Clinical Usefulness of Preoperative and Postoperative Chest Computed Tomography for Colorectal Cancer.
10.3393/jksc.2010.26.5.359
- Author:
Jeong Hui LEE
1
;
Byung Kyu AHN
;
Yung Soo NAM
;
Kang Hong LEE
Author Information
1. Department of Surgery, Hanyang University College of Medicine, Seoul, Korea. leekh@hanyang.ac.kr
- Publication Type:Original Article ; Randomized Controlled Trial
- Keywords:
Chest CT;
Colorectal cancer;
Lung metastasis
- MeSH:
Colorectal Neoplasms;
Early Diagnosis;
Follow-Up Studies;
Humans;
Lung;
Metastasectomy;
Neoplasm Metastasis;
Prospective Studies;
Survival Rate;
Thorax
- From:Journal of the Korean Society of Coloproctology
2010;26(5):359-364
- CountryRepublic of Korea
- Language:English
-
Abstract:
PURPOSE: This research sought to identify the utility value of chest computed tomography (CT) when it comes to the diagnosis of lung metastasis in cases of colorectal cancer. METHODS: From September 2004 to January 2008, 266 patients who were treated for colorectal cancer at Department of Surgery, Hanyang University College of Medicine, were divided into two groups: one that underwent preoperative and postoperative periodical chest CT (periodical inspection group, PIG; May 2006 to January 2008, 135 patients) and one that did not undergo periodical chest CT (non-periodical inspection group, NPIG; September 2004 to April 2006, 131 patients) for comparison.

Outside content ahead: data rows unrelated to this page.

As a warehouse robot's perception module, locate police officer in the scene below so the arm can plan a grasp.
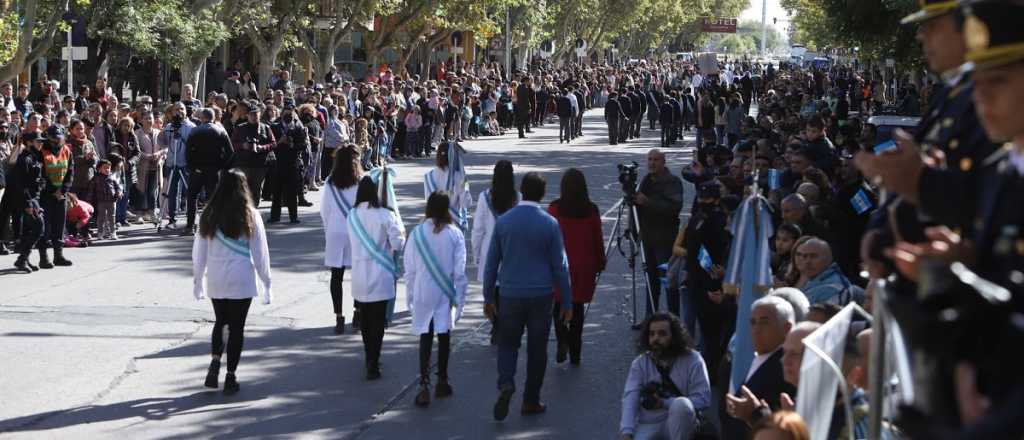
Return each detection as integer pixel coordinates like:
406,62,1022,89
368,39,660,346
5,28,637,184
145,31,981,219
598,92,625,145
658,95,678,148
231,100,276,207
856,0,997,270
182,107,234,235
12,131,46,273
267,104,309,224
39,125,75,269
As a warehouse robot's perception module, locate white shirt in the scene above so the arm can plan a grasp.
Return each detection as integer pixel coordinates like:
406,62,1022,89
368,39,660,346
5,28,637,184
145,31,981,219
423,167,473,221
404,219,469,335
319,181,358,268
471,189,522,282
565,93,580,116
193,208,273,304
348,202,406,303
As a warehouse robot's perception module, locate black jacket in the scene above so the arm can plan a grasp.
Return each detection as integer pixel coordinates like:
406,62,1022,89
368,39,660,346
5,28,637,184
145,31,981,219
637,171,683,242
604,98,626,124
555,95,573,118
185,123,234,170
12,147,46,209
231,121,275,168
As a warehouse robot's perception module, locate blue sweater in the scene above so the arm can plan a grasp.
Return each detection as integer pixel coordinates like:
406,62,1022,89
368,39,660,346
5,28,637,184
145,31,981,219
483,201,572,308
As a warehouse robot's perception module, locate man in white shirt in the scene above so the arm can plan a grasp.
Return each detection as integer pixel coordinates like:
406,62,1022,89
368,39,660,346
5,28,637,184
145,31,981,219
722,296,796,439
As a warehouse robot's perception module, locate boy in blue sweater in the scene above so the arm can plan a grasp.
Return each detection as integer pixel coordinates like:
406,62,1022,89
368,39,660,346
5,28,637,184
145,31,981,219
483,173,572,421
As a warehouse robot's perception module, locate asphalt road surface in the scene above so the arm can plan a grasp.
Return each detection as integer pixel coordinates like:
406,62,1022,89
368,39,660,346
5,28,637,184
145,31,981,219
0,109,693,440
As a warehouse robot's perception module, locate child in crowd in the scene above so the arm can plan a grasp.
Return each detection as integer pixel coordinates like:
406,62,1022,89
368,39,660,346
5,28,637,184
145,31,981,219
65,197,93,248
89,158,124,239
771,223,804,286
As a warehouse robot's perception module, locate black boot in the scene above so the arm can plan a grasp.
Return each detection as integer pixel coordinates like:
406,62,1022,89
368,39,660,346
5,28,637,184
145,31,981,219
224,371,240,396
39,249,53,269
334,316,345,335
53,248,72,267
206,359,220,388
434,376,453,399
14,255,33,273
416,376,430,406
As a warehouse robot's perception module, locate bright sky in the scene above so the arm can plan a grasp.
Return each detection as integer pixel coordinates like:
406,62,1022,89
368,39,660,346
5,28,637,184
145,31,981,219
739,0,788,37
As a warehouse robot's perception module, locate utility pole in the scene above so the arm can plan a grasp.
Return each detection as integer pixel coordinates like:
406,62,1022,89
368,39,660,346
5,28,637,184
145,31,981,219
505,6,512,73
761,0,768,56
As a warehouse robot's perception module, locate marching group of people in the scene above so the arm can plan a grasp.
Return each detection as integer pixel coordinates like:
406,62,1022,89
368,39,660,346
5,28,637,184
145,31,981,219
8,0,1024,440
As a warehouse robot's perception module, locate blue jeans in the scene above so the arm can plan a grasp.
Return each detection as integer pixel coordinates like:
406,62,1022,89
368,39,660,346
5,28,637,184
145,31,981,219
164,166,188,221
498,295,553,403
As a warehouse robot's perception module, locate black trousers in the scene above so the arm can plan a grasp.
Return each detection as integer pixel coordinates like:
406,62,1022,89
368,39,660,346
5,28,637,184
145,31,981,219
211,298,253,372
331,267,345,316
270,166,300,220
0,189,25,243
359,301,387,369
551,302,585,362
420,319,452,379
242,167,266,208
558,117,575,142
643,239,672,316
185,168,220,226
14,210,46,257
38,194,68,250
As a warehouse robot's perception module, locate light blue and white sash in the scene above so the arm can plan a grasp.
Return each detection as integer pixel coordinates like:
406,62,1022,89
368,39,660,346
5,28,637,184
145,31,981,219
413,224,458,306
423,170,469,232
327,178,352,218
348,208,398,278
213,230,253,259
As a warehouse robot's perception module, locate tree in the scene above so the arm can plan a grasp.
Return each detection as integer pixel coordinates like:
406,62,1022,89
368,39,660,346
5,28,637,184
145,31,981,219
0,0,70,82
298,0,381,81
781,0,920,60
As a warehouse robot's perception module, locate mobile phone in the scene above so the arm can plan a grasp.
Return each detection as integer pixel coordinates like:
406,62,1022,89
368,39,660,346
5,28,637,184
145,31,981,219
874,139,896,155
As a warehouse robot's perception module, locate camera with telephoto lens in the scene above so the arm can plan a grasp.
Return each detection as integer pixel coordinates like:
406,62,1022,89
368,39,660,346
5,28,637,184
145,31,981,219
618,162,640,203
640,381,676,411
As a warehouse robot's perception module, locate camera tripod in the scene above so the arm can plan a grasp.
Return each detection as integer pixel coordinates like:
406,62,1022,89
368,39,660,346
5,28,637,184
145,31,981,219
598,195,655,328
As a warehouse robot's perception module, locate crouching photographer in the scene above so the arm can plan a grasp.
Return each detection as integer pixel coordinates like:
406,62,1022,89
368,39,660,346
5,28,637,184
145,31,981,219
618,312,711,440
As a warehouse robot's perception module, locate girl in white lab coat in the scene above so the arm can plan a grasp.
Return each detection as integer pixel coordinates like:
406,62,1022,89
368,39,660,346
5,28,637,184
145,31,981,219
423,142,473,233
193,169,272,394
472,160,520,344
404,191,469,406
348,176,404,381
319,144,362,335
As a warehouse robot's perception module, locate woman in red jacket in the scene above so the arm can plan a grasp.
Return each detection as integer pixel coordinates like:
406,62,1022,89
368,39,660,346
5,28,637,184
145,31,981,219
548,168,605,365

RESULTS: The overall lung metastasis diagnosis rates did not manifest any significant difference. The times to diagnose lung metastasis patients were 6.3 months and 15.7 months for the PIG and the NPIG, respectively (P = 0.022). The size of the metastatic lung nodule was smaller in the PIG than in the NPIG (< 1 cm in 9/9 patients vs. < 1 cm in 6/9 patients in the PIG and the NPIG, respectively; P = 0.02). A solitary lung metastasis was more frequently found in the PIG (5/9 patients) than in the NPIG (1/11 patients) (P = 0.024). During the follow-up period, 100% (2/2 patients) and 60% (3/5 patients) of the patients in the PIG and the NPIG, respectively, with stage III cancer underwent a lung metastasectomy (P = 0.002). CONCLUSION: Chest CT enables early diagnosis with a smaller size and a lower number of lung metastases in patients with colorectal cancer. Moreover, pulmonary the rate of the pulmonary resection for selected patients may be improved. However, the contribution of chest CT to increasing the survival rate must be investigated in a prospective randomized study.